You have the problem reversed. AI safety/conrol/friendliness currently doesn’t have any standard tests to measure progress, and thus there is little objective way to compare methods. You need a clear optimization criteria to drive forward progress.
It would be great to have such tests in AI safety/control/Friendliness, but to me they look really difficult to create. Do you have any ideas?
I think general RL AI is now advanced to the point where testing some specific AI safety/control subproblems is becoming realistic. The key is to decompose and reduce down to something testable at small scale.
One promising route is to build on RL game playing agents, and extend the work to social games such as MMOs. In the MMO world we already have a model of social vs antisocial behavior—ie playerkillers vs achievers vs cooperators.
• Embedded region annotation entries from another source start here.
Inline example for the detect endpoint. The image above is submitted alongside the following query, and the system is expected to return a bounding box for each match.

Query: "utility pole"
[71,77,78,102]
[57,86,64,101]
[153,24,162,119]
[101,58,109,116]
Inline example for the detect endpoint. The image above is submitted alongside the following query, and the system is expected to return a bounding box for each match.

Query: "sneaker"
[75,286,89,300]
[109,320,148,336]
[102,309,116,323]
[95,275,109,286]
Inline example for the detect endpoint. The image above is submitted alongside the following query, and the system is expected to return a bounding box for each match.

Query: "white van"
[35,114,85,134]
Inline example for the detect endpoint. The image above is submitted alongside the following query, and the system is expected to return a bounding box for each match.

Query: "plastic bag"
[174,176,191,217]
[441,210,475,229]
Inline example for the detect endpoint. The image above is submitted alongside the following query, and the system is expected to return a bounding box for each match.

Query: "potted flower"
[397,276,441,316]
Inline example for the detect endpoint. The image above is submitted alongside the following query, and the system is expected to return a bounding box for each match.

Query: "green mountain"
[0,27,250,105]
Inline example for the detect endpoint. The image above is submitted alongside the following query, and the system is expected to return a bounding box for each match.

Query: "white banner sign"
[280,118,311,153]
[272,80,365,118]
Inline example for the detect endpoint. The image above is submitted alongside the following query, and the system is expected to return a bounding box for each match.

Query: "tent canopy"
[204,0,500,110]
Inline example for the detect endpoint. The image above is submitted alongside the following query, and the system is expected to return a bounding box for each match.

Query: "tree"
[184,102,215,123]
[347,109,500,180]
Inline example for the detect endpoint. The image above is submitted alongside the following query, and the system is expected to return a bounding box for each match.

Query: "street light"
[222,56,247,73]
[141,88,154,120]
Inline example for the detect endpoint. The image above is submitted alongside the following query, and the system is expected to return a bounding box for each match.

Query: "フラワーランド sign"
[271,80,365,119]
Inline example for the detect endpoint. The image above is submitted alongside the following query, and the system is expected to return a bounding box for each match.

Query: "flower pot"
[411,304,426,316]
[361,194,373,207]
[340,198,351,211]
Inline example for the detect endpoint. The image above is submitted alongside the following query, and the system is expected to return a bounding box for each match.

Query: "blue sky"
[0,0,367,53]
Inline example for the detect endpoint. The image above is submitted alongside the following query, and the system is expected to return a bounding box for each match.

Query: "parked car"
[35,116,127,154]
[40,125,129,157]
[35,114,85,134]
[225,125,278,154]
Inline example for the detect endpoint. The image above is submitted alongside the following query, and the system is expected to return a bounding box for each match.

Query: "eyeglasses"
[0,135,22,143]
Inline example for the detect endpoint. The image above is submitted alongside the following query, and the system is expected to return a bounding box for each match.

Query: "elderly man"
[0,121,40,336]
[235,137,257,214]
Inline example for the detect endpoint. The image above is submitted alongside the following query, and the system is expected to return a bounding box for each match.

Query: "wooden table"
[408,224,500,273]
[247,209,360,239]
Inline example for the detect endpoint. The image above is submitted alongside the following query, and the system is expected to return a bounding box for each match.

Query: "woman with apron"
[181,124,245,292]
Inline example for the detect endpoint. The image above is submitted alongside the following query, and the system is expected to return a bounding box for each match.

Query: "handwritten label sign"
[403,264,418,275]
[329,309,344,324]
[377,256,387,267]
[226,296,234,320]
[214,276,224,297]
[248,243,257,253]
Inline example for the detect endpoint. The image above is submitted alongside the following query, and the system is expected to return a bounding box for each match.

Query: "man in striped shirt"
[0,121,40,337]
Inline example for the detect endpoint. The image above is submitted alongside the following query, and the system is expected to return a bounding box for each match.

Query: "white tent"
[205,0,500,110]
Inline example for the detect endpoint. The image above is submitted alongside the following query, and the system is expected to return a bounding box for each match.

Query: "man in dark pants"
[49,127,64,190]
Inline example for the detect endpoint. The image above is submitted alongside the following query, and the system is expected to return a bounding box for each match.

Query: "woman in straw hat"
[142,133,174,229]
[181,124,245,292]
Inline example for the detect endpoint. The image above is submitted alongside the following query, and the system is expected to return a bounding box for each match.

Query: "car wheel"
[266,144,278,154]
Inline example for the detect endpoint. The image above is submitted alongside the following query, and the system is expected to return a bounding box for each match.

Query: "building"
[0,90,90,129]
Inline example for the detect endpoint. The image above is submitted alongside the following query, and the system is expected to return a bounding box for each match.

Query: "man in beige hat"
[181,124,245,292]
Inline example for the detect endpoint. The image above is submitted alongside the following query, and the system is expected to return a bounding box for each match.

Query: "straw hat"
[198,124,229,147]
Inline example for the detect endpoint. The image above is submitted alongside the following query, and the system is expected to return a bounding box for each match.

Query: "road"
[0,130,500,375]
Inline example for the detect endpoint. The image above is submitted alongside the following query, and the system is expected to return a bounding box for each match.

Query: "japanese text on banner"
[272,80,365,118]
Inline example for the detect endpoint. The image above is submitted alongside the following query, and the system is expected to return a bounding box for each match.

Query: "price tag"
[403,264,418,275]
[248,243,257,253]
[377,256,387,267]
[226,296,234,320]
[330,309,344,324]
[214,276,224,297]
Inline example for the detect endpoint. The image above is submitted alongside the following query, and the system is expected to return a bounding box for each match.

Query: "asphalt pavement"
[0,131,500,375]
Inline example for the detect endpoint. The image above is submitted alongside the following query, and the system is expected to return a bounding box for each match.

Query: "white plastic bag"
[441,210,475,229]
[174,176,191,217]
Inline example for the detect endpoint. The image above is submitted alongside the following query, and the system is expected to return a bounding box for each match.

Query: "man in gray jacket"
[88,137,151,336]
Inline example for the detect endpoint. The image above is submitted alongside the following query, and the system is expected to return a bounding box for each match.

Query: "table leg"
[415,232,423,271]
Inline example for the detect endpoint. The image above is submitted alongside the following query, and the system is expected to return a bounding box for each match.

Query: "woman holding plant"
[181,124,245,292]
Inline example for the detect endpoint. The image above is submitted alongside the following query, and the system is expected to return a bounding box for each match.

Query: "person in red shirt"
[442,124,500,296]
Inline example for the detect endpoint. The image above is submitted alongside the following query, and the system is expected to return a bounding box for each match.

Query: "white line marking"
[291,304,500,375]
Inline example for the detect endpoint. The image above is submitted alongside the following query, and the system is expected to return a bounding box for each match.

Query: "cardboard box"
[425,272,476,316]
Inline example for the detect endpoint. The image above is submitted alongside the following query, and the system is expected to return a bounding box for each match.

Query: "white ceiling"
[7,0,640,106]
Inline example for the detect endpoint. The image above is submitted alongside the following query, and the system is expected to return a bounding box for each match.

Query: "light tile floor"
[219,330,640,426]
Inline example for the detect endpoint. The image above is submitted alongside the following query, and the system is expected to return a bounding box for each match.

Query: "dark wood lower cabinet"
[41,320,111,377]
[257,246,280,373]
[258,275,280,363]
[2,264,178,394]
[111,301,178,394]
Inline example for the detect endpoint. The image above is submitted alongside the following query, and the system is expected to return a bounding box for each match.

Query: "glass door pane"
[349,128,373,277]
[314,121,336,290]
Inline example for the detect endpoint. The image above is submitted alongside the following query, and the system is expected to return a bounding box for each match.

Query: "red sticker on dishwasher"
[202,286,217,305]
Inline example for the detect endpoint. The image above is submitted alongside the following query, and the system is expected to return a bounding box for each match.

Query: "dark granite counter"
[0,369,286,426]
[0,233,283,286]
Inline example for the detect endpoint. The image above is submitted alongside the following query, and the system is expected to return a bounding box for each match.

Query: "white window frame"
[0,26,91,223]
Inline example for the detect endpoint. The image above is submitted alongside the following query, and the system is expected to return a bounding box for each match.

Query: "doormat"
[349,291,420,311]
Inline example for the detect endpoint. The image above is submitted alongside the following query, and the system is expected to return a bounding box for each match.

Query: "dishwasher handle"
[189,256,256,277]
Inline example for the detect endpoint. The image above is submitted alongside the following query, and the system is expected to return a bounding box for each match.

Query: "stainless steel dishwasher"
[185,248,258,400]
So take some sort of MMO that has simple enough visuals and or world complexity while retaining key features such as gold/xp progression, the ability to kill players with consequences, etc (a pure text game may be easier to learn, or maybe not). We can then use that to train agents and test various theories.
For example, I would expect that training an RL agent based on maximizing a score type function directly would result in playerkilling emerging as a natural strategy. If the agents were powerful enough to communicate, perhaps even simple game theory and cooperation would emerge.
I expect that training with Wissner-Gross style maximization of future freedom of action (if you could get it to scale) would also result in playerkillers/sociopaths.
In fact I expect that many of MIRI’s intuitions about the difficulty of getting a ‘friendly’ agent out of simple training specification are probably mostly correct. For example, you could train an agent with a carefully crafted score function that penalizes ‘playerkilling’ while maintaining regular gold/xp reward. I expect that those approaches will generally fail if the world is complex enough—the agent will simply learn a griefing exploit that doesn’t technically break the specific injunctions you put in place (playerkilling or whatever). I expect this based on specific experiences with early MMOs such as Ultima Online where the designers faced a simliar problem of trying to outlaw or regulate griefing/playerkilling through code—and they found it was incredibly difficult.
I also expect that IRL based approaches could eventually succeed in training an agent that basically learns to emulate the value function and behaviours of a ‘good/moral/friendly’ human player—given sufficient example history.
I think this type of research platform would put AI safety research on equal footing with mainstream ML research, and allow experimental progress to supplement/prove many concepts that up until now exist only as vague ideas.
It would be great to have such tests in AI safety/control/Friendliness, but to me they look really difficult to create. Do you have any ideas?
Yes.
I think general RL AI is now advanced to the point where testing some specific AI safety/control subproblems is becoming realistic. The key is to decompose and reduce down to something testable at small scale.
One promising route is to build on RL game playing agents, and extend the work to social games such as MMOs. In the MMO world we already have a model of social vs antisocial behavior—ie playerkillers vs achievers vs cooperators.
So take some sort of MMO that has simple enough visuals and or world complexity while retaining key features such as gold/xp progression, the ability to kill players with consequences, etc (a pure text game may be easier to learn, or maybe not). We can then use that to train agents and test various theories.
For example, I would expect that training an RL agent based on maximizing a score type function directly would result in playerkilling emerging as a natural strategy. If the agents were powerful enough to communicate, perhaps even simple game theory and cooperation would emerge.
I expect that training with Wissner-Gross style maximization of future freedom of action (if you could get it to scale) would also result in playerkillers/sociopaths.
In fact I expect that many of MIRI’s intuitions about the difficulty of getting a ‘friendly’ agent out of simple training specification are probably mostly correct. For example, you could train an agent with a carefully crafted score function that penalizes ‘playerkilling’ while maintaining regular gold/xp reward. I expect that those approaches will generally fail if the world is complex enough—the agent will simply learn a griefing exploit that doesn’t technically break the specific injunctions you put in place (playerkilling or whatever). I expect this based on specific experiences with early MMOs such as Ultima Online where the designers faced a simliar problem of trying to outlaw or regulate griefing/playerkilling through code—and they found it was incredibly difficult.
I also expect that IRL based approaches could eventually succeed in training an agent that basically learns to emulate the value function and behaviours of a ‘good/moral/friendly’ human player—given sufficient example history.
I think this type of research platform would put AI safety research on equal footing with mainstream ML research, and allow experimental progress to supplement/prove many concepts that up until now exist only as vague ideas.